From others’ tweets and conversations to personal follower counts and interactions, Twitter wants users to devote every waking minute to Twitter.
To that end, the microblogging leader is rolling out real-time notifications, which will alert users whenever someone engages with their tweets.
“When you’re logged in … you will receive notifications if someone has replied, favorited or retweeted one of your tweets," Michael Ducker, senior product manager at Twitter, explained in a blog post on Thursday.
Over the next few weeks, users can also expect to receive notifications for direct messages and new followers. “They’re fully interactive, so that you can reply, favorite, retweet, and follow right from the notification,” Ducker explained.

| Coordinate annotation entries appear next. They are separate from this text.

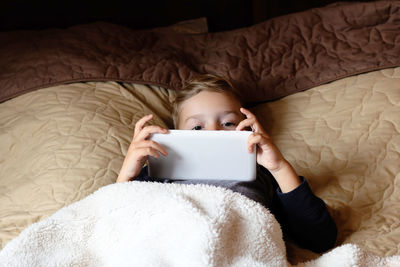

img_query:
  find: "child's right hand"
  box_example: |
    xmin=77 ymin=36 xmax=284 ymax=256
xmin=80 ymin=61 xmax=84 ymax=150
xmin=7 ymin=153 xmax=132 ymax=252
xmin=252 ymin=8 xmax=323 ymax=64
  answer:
xmin=117 ymin=114 xmax=168 ymax=183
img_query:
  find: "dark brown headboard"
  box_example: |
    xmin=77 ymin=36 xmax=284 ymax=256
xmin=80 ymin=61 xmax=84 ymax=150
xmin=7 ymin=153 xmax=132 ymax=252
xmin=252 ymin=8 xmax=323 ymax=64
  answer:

By facilitating more engagement, however, Twitter runs the risk of overwhelming users. Addressing this potential issue, the company is encouraging users to adjust their account settings to control the likely barrage of notifications, alerts and the like.

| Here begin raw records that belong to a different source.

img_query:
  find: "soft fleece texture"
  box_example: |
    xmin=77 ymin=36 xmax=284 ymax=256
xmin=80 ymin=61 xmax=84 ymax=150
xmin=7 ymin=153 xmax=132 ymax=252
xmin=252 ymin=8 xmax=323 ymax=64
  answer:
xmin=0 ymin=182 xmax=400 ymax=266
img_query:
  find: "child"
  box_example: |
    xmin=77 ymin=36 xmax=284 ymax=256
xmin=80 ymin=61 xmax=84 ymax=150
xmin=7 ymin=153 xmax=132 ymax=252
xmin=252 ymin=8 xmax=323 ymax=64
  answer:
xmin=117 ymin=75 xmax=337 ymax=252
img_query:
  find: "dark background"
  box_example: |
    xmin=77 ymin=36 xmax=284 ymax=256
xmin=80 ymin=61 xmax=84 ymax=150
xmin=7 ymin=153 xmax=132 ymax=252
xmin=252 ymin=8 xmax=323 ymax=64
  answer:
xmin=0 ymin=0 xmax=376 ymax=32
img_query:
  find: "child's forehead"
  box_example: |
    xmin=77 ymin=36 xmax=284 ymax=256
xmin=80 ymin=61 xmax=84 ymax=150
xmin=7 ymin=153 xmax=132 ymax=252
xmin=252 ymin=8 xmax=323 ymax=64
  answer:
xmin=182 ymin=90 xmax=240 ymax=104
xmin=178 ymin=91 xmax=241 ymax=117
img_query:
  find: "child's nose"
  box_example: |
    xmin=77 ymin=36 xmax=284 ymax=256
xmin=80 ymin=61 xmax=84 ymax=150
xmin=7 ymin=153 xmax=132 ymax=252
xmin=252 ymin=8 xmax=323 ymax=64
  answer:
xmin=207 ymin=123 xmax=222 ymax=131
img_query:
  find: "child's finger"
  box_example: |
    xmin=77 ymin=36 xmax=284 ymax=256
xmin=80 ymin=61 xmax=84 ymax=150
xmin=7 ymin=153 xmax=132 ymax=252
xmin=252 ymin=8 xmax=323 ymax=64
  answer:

It has been a busy week for Twitter. On Tuesday, the company began rolling out a very Facebook-like redesign of user profiles. Among other significant changes, popular tweets now appear a bit larger so as to surface better content for users.

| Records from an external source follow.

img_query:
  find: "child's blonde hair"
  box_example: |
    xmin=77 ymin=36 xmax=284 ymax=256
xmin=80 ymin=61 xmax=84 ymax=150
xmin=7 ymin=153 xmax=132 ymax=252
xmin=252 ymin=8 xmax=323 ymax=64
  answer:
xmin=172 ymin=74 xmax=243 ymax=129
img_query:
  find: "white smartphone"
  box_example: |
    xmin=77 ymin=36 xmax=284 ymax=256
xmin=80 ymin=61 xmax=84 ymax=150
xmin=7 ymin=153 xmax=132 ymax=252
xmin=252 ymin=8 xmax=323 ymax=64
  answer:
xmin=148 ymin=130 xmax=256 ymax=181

Twitter also reportedly plans to introduce up to 15 new ad formats and improvements over the next six months, according to a recent Wall Street Journal report. In part, Twitter is likely hoping that more ads and higher user-engagement can offset its growing problem.
The company’s domestic growth is expected to decline from nearly 20% in 2003 to below 10%, next year, according to a recent report from eMarketer. In four short years, growth will slow to just 6.4%, the research firm expects.